ヨコハマトリエンナーレ2014
アーティスティック・ディレクター
森村泰昌
「華氏451の芸術」というタイトルは、言うまでもなく、レイ・ブラッドベリ作のSF小説『華氏451度』に由来している。いわゆる焚書がテーマの小説で、本を読むことも持つことも禁じられた近未来社会が舞台となっている。
1953年作とは思えないくらい、現代社会を予見していて見事だが、それ以上に興味深いのは、これが「忘却」の重みについてあらためて考えさせられる小説だという点である。
物語の後半、「本になる人々」の集団というものが登場する。一人ひとりが一冊ずつ本を選び、それをまるごと記憶しようとする。つまり焚書へのレジスタンス(抵抗)として、本という物質を記憶という非物質に置き換え、本の精神のみを隠し持とうと試みる。

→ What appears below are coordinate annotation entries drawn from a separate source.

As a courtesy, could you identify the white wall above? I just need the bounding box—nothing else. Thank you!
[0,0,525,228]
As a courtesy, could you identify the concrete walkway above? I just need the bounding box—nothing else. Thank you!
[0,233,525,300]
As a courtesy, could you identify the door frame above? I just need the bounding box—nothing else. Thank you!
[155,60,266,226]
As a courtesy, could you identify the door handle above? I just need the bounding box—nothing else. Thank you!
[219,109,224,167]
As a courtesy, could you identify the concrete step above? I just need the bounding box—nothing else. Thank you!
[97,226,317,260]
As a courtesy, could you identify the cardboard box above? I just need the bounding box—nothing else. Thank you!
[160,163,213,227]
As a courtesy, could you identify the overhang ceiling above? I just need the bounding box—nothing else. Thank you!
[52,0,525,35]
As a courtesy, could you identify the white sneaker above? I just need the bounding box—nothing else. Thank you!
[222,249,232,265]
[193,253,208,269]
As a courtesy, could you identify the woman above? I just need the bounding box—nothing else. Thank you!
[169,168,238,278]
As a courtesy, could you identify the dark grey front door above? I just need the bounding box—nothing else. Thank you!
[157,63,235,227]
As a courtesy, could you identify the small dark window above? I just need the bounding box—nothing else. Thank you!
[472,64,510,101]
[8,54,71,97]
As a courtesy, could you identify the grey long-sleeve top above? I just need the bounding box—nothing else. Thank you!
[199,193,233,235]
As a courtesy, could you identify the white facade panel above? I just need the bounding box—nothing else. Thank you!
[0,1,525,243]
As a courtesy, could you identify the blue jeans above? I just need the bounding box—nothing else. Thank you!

「本になる人々」は本を禁止する社会からの亡命者達であり、また上述のように本を非物質な記憶に置き換えようとしているため、その存在と行為の両側面において、現実社会の表舞台には決して現れることのない、不在の人々となる(=生きている痕跡をこの世から消滅させた「忘却の人々」たらざるをえなくなる)。ところがこの「忘却の人々」にこそ、膨大な本の記憶がたまり込んでいるというのが、ブラッドベリの小説がもたらす、「忘却」に関する重い教訓なのである。

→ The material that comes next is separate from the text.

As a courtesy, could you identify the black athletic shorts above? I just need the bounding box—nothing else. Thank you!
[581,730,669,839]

人類はこれまで想像を絶する量の情報(や「もの」)を廃棄(=忘却)し続けてきた。記憶化されないまま廃棄された情報(や「もの」)は、それよりもさらに膨大だろう。死者や、これから生まれる「未来の記憶」とでもいうべき未生の命も、記憶されざる記憶としての「忘却」かもしれない。検閲や弾圧によって消滅させられたり、表舞台に出られなくなったものもあるだろう。
語らないもの、語ってはならないもの、語りえぬもの。見たくないもの、見てはならないもの、見えにくいもの。とるにたらないもの、役に立たぬもの。それら記憶世界にカウントされる値打ちもないと判断された無数の記憶されざる記憶達にも思いを馳せてみよう。そしてこんなふうに痛感してみよう。
「記憶」から「忘却」へと、世界認識のための軸足を、真逆に置き換えてみる。すると、社会や暮らしや人生の諸相が今までとはガラリと違って見えてくる。その手応えや驚きや切実感が表現となる。そういう芸術的態度が確かにある。それらを多くの人々とわかちあうこと。ヨコハマトリエンナーレ2014における「忘却」というテーマは、そういったものである。忘れられた歴史(美術史)の掘り起こしや懐古趣味には無関係でありたいと願っている。
私達はなにかたいせつな忘れ物をしていないだろうか。気がつかないまま先に進んでしまったり、ホントは気がついているのに、知らないふりをして立ち去ったり。
そういう「忘却」の領域に敏感に反応する芸術表現がある。表現者がいる。
ヨコハマトリエンナーレ2014 は、人生のうっかりした忘れ物、人類の恒常的な忘れ物、現代という時代の特殊な忘れ物などを憶い出すための、いわば「忘却巡り」の旅である。その旅程は、おおよそ次のような流れとなる。
黙っているものは情報化されずに忘れられていく。ささやきは耳をそばだてないと聞こえない。これらかすかな情報のなかにある、じつに豊かな広がりを感じとる旅。
人類の歴史に繰り返し登場する、思想統制という強制的になにものかが抹殺される悲劇。これを冷静に見つめなおす旅。
役に立たなければ廃棄され忘れられる。それでも光り輝く手だてがある。その手だてが芸術である。無用への旅の途上で、私達はほんとうの芸術に出会えるはずである。
人間はおとなになることと引きかえに、幼年期の記憶を捨てなければならない。ところが、この幼年期の記憶に深くとらわれて、前に進めなくなってしまった人々がいる。その典型が芸術家である。芸術家とは、おとなになりそこねた子供なのである。おとなになって忘れてしまった、私達人間の生まれいずる源へと帰郷する旅。
すべてを見終わった旅人(観客)が、最後に目にするのは、茫漠たる忘却の海である。それは記憶や情報がおよびもつかない、広大な世界である。旅人はこの忘却の海へと漂流する。それぞれの到達点を探し出す、それぞれの旅がここから始まる。
語らぬこと、語ってはならぬこと、語りえぬこと。見えぬもの、見てはならぬとされるもの。とるに足らぬ出来事、なんの役にも立たぬ行為。
これら記憶世界にカウントされる値打ちもないと判断された無数の記憶されざる記憶達に目を向ける旅。私達のまなざす力を育む旅。
ヨコハマトリエンナーレ2014 が目指すのは、そんな心の旅物語である。